Parenting Perspective: The "In Crowd"

April 2, 2010 7:54:11 AM PDT
When I was in college (which seems like eons ago because it was) I remember wanting to be a part of the campus "in-crowd"...the popular people, the cool people...and I spent a lot of time and aggravation trying to be accepted. I got caught up in wanting to be in a "clique"...and looking back I realize it had a lot to do with my own insecurities and self-esteem.

My seven-year-old son Nicholas may be going through the same thing in second grade. He recently mentioned how during recess, he likes to play with the "cool" kids, although sometimes they don't always let him. And that's really what a clique is. Experts define it as a group of friends that leave other kids out on purpose. It's usually run by one or two kids who have been deemed "popular" and they decide who can be a part of their group and who gets left out.

Indeed some parents--including me--are just so happy and relieved their child has a group of friends, that they ignore the signs that the child may be either in a clique or attracted to one. While having friends and socializing in school is an important part of a child's development, fitting in can become a vital part of that youngster's life. But conversely, being left out of a group can be hurtful, especially if the child is being ostracized or targeted because of traits you as a parent admire. For instance if your child looks, acts or dresses differently than others, he or she may be deemed not worthy of belonging to a clique. Research has shown that this can take an emotional toll, causing self-esteem issues, even loneliness and depression--even in second grade.

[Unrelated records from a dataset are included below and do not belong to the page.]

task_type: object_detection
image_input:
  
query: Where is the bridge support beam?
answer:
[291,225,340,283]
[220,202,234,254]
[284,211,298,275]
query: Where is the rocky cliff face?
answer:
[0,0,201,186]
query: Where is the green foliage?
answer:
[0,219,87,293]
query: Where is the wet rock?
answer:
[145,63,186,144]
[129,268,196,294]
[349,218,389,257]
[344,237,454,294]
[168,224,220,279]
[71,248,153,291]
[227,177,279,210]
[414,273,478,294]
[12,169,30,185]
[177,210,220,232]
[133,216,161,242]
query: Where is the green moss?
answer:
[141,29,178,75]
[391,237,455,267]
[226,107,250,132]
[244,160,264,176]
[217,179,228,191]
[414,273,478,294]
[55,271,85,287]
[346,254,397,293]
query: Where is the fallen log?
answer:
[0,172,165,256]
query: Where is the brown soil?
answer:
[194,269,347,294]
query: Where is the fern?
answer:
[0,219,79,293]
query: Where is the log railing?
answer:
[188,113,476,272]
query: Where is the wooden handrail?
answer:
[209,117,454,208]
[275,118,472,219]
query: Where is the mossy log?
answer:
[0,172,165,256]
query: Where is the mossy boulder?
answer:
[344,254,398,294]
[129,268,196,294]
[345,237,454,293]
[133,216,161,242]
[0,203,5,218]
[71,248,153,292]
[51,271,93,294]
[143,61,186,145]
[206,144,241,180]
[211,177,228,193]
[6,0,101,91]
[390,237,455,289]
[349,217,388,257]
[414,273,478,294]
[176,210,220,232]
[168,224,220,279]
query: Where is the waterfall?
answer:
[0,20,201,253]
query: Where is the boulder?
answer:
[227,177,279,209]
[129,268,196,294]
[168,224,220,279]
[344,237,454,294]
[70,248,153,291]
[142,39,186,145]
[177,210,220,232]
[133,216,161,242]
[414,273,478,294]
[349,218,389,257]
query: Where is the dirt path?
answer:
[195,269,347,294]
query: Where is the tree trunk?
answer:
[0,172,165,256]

Once I realized my son was being lured by a clique (and sometimes rejected by one) I immediately recalled my days in college, and some old feelings of anger and frustration were resurrected. Moments later I was researching ways to help my child deal with cliques. Here's some of the advice I found from various resources:

1. Encourage your children to always treat other with kindness and respect and avoid other kids who do not.

2. Find ways to constantly boost your child's self-esteem to hopefully lessen their need to be part of the "in-crowd".

3. Come up with healthy ways for your child to socialize, like inviting one or two friends over the house, or participating in some type of activity away from the rest of the group.

Despite my experience with cliques in college, it's important for me to remember that cliques don't have to be bad. They only become a problem when its members become nasty to others. It's up to me to make sure my son has the support and guidance to be able to know the difference.